BuildWealth™ — The Library — Money In, Money Out

How much interest does a personal loan really add up to?

A personal loan is commonly repaid at 1.5 to 2 times the amount borrowed. In a worked example — R50,000 at an illustrative 24% over five years — the repayments total R86,304, and fees push it higher still.

The instalment hides the total. Two questions reveal it: instalment × number of months = total repaid; total repaid ÷ amount borrowed = the multiple actually being paid.

A worked example, added up to the end

R50,000 borrowed at an illustrative 24% a year over 60 months works out to an instalment of R1,438.40. That sounds manageable — which is the point of quoting loans as instalments.

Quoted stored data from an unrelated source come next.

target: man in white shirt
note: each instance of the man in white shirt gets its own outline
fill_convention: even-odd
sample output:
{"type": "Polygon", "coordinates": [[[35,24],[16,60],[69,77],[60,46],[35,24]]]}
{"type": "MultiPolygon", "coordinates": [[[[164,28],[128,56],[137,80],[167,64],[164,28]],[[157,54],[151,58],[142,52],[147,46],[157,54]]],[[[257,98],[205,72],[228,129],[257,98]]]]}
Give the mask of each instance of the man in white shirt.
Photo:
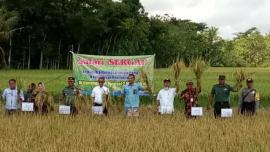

Multiply it out: 60 instalments of R1,438.40 come to R86,304. That is R36,304 of interest on a R50,000 loan — a repayment multiple of about 1.73 times the amount borrowed, before any fees.

The fees that ride along

Interest is not the only charge. The National Credit Act permits lenders to add a once-off initiation fee and a flat monthly service fee, and unsecured loans often carry credit life insurance as well.

The monthly service fee matters more than it looks because it is flat: at an illustrative R69 a month, it adds R4,140 over 60 months — lifting the worked example's total to R90,444, a multiple of about 1.81. And an initiation fee is commonly added to the loan balance itself, which means interest runs on the fee too, for the full term.

The cap that exists — and what it is

Personal-loan interest rates in South Africa are capped by the National Credit Act, using a formula linked to the repo rate — so the maximum moves when the repo rate moves. The cap is a legal ceiling, not a typical price: the rate on any actual loan quote sits somewhere below it, set by the lender's assessment of the borrower. The cap's existence is worth knowing for one reason — any quote can be checked against the current legal maximum before signing.

Why the longer term costs more

Personal loans follow an amortisation schedule: each instalment pays that month's interest first, and only the remainder reduces the balance. Interest is charged on the outstanding balance — so the longer the balance stays up, the more months it gets charged for.

The same R50,000 at the same illustrative 24%, over 36 months instead of 60: the instalment rises to R1,961.64 — R523.24 more each month — but the total repaid falls to R70,619. Interest drops from R36,304 to R20,619. The shorter term costs R15,685 less, for the identical loan at the identical rate.

That is the trade quoted terms rarely spell out: the smaller instalment is not the cheaper loan. It is the same loan, rented for longer.

Three numbers that describe any loan

Every loan quote already contains all three — they are just never printed. The same arithmetic at house scale is covered in "What does a home loan really cost over 20 years?"

  • Total repaid: instalment × months, plus monthly fees × months
  • Total interest and fees: total repaid minus the amount borrowed
  • The multiple: total repaid ÷ amount borrowed — the worked example runs from 1.41× (36 months, no fees) to 1.81× (60 months, with the service fee)

Terms used on this page

amortisation
How a loan gets paid down: each instalment covers that month's interest first, and only the remainder reduces the balance — which is why early payments barely dent the debt.